21/6/2014 9:50:40 (1752 lectures)

Amour, amitié : limites du langage



Amour, amitié : limites du langage

Les humains utilisent le langage que l’on sait. Ce langage leur permet de faire des distinctions. Ainsi vont-ils, par exemple, jusqu’à distinguer « amitié » et « amour ». Une vision simple et très certainement simpliste des choses pourrait nous porter à poser que l’amour est un mot réservé au sentiment qui anime deux individus ayant décidé de cheminer ensemble dans la vie du fait de l’amour qu’ils se portent mutuellement. Chacun de nous aurait bon nombre d’exemples en tête indiquant que cette vision des choses, circonscrivant l’amour exclusivement à ce qui concerne la relation qu’entretiennent deux êtres ayant fait le choix de vivre ensemble est par trop simpliste au regard d’une réalité bien plus multiple et riche en cas de figure divers et variés.

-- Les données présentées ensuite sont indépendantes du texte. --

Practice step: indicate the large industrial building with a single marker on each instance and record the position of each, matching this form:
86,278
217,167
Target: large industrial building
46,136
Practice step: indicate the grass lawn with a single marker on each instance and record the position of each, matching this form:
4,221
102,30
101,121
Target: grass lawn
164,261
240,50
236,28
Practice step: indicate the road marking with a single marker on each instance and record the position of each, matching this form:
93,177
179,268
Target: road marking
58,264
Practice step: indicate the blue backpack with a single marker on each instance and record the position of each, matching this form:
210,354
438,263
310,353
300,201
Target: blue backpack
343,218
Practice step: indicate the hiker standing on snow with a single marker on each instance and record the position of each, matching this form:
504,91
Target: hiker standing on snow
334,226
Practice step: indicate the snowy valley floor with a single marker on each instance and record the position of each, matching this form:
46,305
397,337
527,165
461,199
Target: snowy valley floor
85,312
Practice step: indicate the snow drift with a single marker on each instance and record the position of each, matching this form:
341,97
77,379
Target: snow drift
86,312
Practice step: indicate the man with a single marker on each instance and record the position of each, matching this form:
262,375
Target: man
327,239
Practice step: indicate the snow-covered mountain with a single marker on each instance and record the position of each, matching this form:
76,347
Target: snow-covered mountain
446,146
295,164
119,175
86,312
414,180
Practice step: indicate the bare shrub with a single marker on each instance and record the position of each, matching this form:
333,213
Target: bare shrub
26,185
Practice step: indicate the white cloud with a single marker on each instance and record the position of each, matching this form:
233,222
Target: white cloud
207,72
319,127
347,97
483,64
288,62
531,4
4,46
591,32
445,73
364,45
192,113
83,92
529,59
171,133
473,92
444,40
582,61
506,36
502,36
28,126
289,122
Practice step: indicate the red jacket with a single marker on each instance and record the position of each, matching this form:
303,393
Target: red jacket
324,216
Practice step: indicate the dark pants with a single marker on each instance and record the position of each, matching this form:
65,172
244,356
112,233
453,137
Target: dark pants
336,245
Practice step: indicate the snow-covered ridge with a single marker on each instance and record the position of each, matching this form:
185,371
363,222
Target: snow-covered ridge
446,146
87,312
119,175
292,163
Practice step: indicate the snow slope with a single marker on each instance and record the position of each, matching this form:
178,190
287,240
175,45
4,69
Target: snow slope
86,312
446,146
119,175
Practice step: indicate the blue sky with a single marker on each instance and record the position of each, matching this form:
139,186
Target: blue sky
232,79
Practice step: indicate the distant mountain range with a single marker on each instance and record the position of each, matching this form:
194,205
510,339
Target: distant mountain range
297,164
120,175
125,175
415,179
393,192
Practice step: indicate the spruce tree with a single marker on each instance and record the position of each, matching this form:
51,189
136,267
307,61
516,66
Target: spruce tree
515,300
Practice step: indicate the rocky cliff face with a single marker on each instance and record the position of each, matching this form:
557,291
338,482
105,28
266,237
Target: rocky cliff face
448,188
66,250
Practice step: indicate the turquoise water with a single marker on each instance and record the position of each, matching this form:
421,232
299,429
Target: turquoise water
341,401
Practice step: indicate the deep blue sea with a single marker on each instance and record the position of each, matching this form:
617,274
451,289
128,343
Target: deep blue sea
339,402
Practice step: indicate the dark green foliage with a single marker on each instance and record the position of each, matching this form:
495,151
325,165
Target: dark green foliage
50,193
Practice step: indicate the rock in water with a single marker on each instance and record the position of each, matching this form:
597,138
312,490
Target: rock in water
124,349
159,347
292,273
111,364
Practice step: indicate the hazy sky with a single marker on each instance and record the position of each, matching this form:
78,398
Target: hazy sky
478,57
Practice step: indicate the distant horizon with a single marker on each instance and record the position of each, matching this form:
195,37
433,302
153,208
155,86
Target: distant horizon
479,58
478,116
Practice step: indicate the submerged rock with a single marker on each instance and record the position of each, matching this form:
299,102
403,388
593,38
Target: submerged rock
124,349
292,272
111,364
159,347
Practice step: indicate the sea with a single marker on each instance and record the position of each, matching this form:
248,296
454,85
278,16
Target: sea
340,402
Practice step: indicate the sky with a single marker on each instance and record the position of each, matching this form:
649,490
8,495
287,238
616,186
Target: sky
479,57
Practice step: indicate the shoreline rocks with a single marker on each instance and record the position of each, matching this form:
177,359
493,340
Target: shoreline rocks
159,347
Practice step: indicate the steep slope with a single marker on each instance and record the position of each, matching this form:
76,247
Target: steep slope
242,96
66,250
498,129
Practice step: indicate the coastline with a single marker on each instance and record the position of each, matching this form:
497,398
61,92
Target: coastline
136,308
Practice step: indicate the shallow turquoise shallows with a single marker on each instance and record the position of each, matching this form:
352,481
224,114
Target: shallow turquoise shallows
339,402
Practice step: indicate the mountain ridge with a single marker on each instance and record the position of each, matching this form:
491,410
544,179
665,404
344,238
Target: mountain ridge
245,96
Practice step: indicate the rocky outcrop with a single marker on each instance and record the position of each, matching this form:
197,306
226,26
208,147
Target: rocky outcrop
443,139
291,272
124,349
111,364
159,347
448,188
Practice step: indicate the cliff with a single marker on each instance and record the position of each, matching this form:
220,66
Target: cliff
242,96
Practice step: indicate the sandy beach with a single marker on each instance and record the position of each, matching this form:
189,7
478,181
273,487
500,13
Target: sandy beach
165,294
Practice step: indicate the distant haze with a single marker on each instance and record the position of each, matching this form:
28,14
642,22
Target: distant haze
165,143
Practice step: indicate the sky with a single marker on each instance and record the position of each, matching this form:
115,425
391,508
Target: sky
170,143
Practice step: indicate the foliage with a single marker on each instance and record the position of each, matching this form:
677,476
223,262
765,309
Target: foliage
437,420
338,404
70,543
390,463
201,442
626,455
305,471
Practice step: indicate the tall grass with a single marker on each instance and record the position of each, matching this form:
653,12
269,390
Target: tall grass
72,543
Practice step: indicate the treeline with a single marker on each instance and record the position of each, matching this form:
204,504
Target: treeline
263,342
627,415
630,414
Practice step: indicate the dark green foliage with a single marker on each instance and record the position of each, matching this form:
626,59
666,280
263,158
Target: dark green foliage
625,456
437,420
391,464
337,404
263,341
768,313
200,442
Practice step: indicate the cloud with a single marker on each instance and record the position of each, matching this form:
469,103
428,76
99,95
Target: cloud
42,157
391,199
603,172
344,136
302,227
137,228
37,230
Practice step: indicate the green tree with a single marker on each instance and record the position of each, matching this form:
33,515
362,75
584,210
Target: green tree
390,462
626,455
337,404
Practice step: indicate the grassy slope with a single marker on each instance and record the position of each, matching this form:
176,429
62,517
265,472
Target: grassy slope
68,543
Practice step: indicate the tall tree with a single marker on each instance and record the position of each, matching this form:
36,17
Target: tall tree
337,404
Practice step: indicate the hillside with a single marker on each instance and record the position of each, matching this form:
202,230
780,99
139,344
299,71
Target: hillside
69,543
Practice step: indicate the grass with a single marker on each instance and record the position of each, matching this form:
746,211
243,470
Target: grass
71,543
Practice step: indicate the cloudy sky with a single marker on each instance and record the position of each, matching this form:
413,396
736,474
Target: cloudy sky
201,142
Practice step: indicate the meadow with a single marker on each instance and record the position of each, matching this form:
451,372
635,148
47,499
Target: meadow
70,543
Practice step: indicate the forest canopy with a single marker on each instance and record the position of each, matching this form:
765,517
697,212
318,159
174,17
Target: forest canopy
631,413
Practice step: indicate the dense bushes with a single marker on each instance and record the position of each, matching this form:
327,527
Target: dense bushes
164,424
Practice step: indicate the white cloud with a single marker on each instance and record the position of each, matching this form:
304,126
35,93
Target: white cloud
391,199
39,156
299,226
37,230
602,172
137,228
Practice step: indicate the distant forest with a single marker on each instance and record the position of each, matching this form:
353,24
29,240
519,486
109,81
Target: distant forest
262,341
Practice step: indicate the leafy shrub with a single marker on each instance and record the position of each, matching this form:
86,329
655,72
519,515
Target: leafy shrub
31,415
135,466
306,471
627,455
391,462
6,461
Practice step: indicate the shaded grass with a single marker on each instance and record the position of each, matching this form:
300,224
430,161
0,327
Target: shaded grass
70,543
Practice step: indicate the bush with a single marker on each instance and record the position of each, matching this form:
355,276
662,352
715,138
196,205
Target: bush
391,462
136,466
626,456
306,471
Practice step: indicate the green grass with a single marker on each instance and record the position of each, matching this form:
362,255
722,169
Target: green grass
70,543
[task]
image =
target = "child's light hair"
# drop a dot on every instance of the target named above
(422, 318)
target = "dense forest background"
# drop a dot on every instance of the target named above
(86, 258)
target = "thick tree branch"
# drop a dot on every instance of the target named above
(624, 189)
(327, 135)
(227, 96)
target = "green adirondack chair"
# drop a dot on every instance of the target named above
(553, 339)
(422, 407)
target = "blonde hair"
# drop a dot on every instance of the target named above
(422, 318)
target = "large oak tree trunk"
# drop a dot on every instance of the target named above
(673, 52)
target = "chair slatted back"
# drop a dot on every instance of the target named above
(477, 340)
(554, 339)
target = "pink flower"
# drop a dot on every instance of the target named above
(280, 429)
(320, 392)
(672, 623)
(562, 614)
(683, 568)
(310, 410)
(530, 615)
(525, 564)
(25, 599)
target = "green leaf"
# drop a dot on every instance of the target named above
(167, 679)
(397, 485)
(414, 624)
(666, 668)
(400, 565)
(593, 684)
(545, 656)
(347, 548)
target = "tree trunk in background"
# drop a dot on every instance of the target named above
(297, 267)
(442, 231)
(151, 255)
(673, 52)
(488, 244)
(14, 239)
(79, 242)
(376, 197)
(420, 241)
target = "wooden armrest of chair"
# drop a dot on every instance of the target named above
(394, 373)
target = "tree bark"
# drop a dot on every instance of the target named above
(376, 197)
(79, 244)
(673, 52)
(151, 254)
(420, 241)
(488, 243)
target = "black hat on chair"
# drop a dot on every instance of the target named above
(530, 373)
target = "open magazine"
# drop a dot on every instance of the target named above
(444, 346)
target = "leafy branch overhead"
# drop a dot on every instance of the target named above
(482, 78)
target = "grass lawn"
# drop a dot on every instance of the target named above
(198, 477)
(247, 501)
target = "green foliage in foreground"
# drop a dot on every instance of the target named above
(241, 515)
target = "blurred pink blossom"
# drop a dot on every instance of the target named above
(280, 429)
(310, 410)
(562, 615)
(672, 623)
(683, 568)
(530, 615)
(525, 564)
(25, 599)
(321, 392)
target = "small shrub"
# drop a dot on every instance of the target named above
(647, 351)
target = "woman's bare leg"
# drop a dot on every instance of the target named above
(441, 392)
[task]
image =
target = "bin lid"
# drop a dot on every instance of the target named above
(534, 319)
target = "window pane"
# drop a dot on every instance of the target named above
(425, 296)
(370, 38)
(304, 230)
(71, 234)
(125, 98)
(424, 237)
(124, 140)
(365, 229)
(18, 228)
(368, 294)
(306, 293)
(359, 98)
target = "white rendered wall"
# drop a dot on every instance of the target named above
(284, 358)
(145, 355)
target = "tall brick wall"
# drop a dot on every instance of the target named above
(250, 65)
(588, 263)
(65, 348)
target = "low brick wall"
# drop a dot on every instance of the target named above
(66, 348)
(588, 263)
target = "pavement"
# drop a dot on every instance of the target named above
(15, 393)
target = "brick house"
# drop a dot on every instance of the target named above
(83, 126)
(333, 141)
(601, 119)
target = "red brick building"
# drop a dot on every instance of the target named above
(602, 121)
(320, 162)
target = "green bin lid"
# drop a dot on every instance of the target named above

Ceux qui vivent ensemble s’aiment-ils toujours d’amour ? Un sentiment d’amitié ne vient-il pas se substituer à celui initial d’amour qui a, en certains cas, déclenché la relation à ses débuts ? Certains individus en couple n’éprouvent-ils pas plus d’amour, parfois, pour d’autres individus que celui/celle avec lequel ils forment un couple ? Autant de questions auxquelles s’ajouteraient bien d’autres encore et qui, toutes, indiquent que les classifications que nous opérons par le langage sont moins une façon de dresser un compte rendu fidèle de la réalité qu’un moyen de faire entrer dans de simples catégories une diversité de situations.

Une culture particulière, dans laquelle nous ne pouvons pas ne pas nous situer, nous incite à juger notre propre vie et celle de ceux qui nous entourent à l’aune des catégories et conceptions corrélatives que nous lèguent notre éducation et la culture dans laquelle nous avons jusque-là baigné. Il reste que la vie nous semble parfois résister à l’insertion dans de telles catégories. Elle parait déborder de toutes parts hors du champ limité que lui prescrivent ces catégories et conceptions dont nous héritons. Héritant d’outils qui nous paraissent parfois inadaptés pour bricoler la conception que nous nous faisons de notre vie, il peut se faire que nous soyons plus embêtés qu’autre chose par ces outils placés entre nos mains.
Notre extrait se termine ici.